I have mentioned in previous posts that, since the Great Financial Crisis, forecasters have tended to be over-optimistic in their real GDP forecasts. That was true again in 2014. In the twelve major economies we track, real GDP growth fell short of forecasters' expectations in seven and exceeded expectations in just two countries. The weighted average forecast error was -0.3 percentage points.
Current estimates of real GDP growth for the two largest economies, the US and Eurozone, fell short of forecasts by 0.2 pct pts. The biggest misses were for Brazil (-1.9 pct pts), Japan (-1.3), Russia (-1.2) and Mexico (-1.2). Canada and India beat forecasts by 0.3 pct pts and China by 0.1. On balance, it was a fourth consecutive year of global growth trailing expectations.
Inflation forecasts for 2014 were also too high. Six of the twelve economies are on track for lower than forecast inflation, while inflation will be higher than expected in five countries. The weighted average forecast error was -0.8 pct pts, a significant miss highlighting the disinflationary pressures that continue to dominate across the global economy.
The biggest downside misses on inflation were in Emerging Asian economies including India (-3.4 pct pts), Korea (-1.9) and China (-1.7). These countries were joined by big DM economies including UK (-1.3), Eurozone (-0.9) and US (-0.4). The upside misses on inflation were in countries that experienced large currency depreciations, including Russia (+4.8), Brazil (+0.6) and Mexico (+0.4).
Economists' forecasts of central bank policy rates were close to the mark for DM economies, but there were some notable misses for EM economies. In the DM, the ECB and the BoJ made small policy rate cuts that were not expected a year ago.
The misses on central bank policy rates for there emerging economies were mixed. The biggest misses were for Russia, which is literally off the charts, at +11.5 percentage points, and Brazil at +2.3 pct pts, both economies where the currencies suffered sizeable depreciations. In emerging economies where inflation surprised to the downside and currencies were firm, the central banks cut their policy rates more than expected, as in Korea -0.50 pct pts and China -0.40.
10-year Bond Yields
In 10 of the 12 economies, 10-year bond yield forecasts made one year ago were too high. The deflationary forces at work in the Eurozone and China pulled 10-year yields down almost everywhere compared with forecasts of rising yields.

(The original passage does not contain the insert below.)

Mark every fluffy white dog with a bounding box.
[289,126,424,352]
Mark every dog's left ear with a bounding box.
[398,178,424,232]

In all of the DM economies we track, 10-year bond yields surprised strategists to the downside. The weighted average forecast error was -1.10 percentage points. The biggest misses were in the Eurozone (-1.57), Australia (-1.54), UK (-1.37), Canada (-1.04) and US (-0.92). The only exception to the downside misses was Russia, which again was off the chart, with an upside surprise of 5.65 pct pts.
The strength of the US dollar surprised forecasters. To be fair, the USD was expected to strengthen against most currencies, but not by nearly as much as it did. On a weighted average basis, the 11 currencies depreciated versus the USD by about 6.5% more than forecast a year ago.
The USD was expected to strengthen because many forecasters believed the Fed would begin to tighten by the end of 2014. While the Fed has been edging toward tightening this year, it has found various reasons to delay, with tightening now not expected to begin until mid to late 2015. If everything else had been as expected, this would have tended to weaken the USD. But everything else was far from as expected. The ECB, the BoJ, and even the PBoC eased monetary policy, something no economist forecast a year ago. On top of that, oil prices collapsed and other commodity prices weakened so that commodity currencies like RUB, MXN, CAD and AUD weakened more than forecast.
The biggest FX forecast miss was, not surprisingly, the RUB, which again was off the charts, more than 40 percentage points weaker than forecast a year ago. Other big misses were for MXN (-15.2 pct pts), BRL (-11.0), CAD (-10.6) and AUD (-8.6). GBP was the only currency that depreciated less than forecast versus the USD.
The investment implications of the 2014 forecast misses were substantial. First, global nominal GDP growth was about a full percentage point weaker than expected, reflecting downside forecast errors on both global real GDP growth and global inflation. This would normally be bad for equity markets, but the weaker nominal GDP and profits growth was offset by easier than expected global monetary policy. US equities performed well in this environment, as did markets where central banks provided unexpected easing. Second, the downside misses on growth and inflation and the central banks' responses resulted in a strong positive returns on government bonds, the opposite of what the majority of strategists forecast. Third, divergences in growth, inflation and central bank responses, along with the sharp declines in crude oil and other commodity prices, led to much larger currency depreciations versus the USD than forecast. For Canadian investors, this meant that investments in both US equities and US government bonds, leaving the currency exposure unhedged, were big winners.